Want to become a Data scientist:

People have started to become crazy around being a data-scienctist. Everybody wants to pursue a data-science but for its not something you can only acquire by learning , its also about practice. In this write-up I want to share my experience how you can possess this skill.
Why people are excited about being a Data-scientist:
As I have heard the trend for data-science field is growing and people possessing this skillset have greater chance of making good money. Lets not leave the Ideal ones who wanted to take the existing customer experience and their business to the next level. It is also about the IT jobs are always trendy and people work on edge cutting technologies to take the software experience to the next level.

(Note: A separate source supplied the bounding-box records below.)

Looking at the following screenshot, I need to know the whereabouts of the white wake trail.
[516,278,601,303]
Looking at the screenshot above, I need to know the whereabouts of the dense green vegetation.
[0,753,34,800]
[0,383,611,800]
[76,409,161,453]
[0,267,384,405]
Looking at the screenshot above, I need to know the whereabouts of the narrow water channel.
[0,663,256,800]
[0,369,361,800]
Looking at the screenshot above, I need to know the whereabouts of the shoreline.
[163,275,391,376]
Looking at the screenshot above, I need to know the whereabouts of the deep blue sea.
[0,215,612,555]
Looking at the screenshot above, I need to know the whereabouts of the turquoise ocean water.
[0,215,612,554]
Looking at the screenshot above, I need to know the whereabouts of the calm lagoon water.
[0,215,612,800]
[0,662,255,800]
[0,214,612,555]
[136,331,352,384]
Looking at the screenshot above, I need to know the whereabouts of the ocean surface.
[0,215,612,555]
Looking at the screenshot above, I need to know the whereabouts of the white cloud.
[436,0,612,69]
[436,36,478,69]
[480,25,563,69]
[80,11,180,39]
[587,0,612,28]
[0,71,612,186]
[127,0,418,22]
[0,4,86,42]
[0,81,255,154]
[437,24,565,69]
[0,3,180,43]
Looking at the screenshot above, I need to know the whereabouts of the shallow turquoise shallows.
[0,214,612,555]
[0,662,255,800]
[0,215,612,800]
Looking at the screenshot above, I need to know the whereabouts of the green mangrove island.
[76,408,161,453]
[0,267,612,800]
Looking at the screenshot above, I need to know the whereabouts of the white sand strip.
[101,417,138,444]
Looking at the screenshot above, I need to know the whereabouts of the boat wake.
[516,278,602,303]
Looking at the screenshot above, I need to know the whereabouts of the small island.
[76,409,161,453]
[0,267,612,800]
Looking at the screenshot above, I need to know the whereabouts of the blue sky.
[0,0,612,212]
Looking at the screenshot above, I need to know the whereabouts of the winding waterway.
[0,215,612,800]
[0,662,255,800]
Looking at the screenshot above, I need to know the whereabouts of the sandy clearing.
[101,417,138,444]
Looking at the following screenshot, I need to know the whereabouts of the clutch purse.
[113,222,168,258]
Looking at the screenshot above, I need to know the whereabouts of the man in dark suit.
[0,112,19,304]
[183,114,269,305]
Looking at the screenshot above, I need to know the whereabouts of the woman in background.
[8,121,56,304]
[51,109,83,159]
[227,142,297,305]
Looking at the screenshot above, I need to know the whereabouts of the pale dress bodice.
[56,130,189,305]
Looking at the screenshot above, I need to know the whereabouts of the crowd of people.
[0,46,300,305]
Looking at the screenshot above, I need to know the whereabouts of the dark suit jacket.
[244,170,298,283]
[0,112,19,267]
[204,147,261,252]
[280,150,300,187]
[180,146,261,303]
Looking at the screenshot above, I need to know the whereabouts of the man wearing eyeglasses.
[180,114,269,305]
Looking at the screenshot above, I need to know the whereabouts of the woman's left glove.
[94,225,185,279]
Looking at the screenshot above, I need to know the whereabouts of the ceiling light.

Where do you start this journey:
Regardless of being from any technology or domain background you can start the journey of being a data-scientist. You have to be sure about some prerequisites . Fact that how much time you have, because it is definitely going to take some good amount of time and you should be ready to spend that time you need to learn. Some basic statistical concepts, you need not master anything in statistics. Statistics helps to bring the features in front. A good example would be, in feature selection while build a model, you can find the correlation between the data fields and remove the common data-fields which captures the same variable in different facet. Strong in any programming language. I would prefer python do all my data science related work,
Learning from others:
Learning how others have implemented is a nice to start, take some top 10 different problems from kaggle kernels and start munching around. Read the problem definition and this help you to different between what are really a data-science problem. Some datasets produce straight insights when putting to data to a chart you will be able to get insights. You can see the same problems repeatedly solved by different kernels. where in some kernel would drop a feature when modeling, while the other would see an insight from that feature. Its all about using different probabilities of implementation to build the model.
What tools you need:
There are many tools, my suggestion for the editor you can use anaconda which comes with preinstalled packages you need to start with. I would suggest to go with ipython notebook rather than any other python editor because you need to break the datasets into small chunks and you need to run small experiments, for every aspects you are looking for in the dataset. most of data-scientists time goes in analyzing and preparing the dataset to be ready for machine learning algorithms to process.
How to start preparing the dataset:
Any dataset is not straight ready for achieving machine-learning. Machine learning models are only the end output of all the work we do. Data preprocessing is a huge task, sometimes you need to aggregate the data from different sources. Mostly the dataset are transferred around as csv but to get the csv format there is lot of processing you need to do. some of the important terms I would state you need to learn around data processing is dataframes and numpy array these two data-structures are mostly used. Machines only process 0’s and 1’s, so is the algorithms , you need to convert all the feature variables into equivalent numerical values. There are couple of techniques like dummies and onehot encoding.
Choosing the right algorithms:
There is nothing called a write algorithm, you have to choose the algorithm based out the structure and feature display of a dataset and the problem we are trying to solve. To build you first version of the model, split your dataset into a training and testing set, there are pre defined split functions available in sklearn module or you can evenly split. A general advice to follow is to randomly shuffle you datasets before splitting, This ensures that the machine learning algorithms don’t work biased. In your first run you need not know what happens in the inside of the algorithm, this you can do it in your later part.
Model I would suggest to Learn and become a Data-scientist:
It is a long road and a never ending process, as a data scientist we need to discipline ourself with early cuts and get into a iterative learning model. Don’t shop everything in every store, just shop for the problems you have. So go with the problem solving approach. Learn the statistics needed to solve the specific problem.
Bigdata and Data-science:
Bigdata and data-science is a hand in hand study. But you can still learn machine learning without knowing any bigdata tools. Bigdata is needed only in the place of heavy data processing, todays laptops and desktop machines are good for building a good model which can still solve production problems.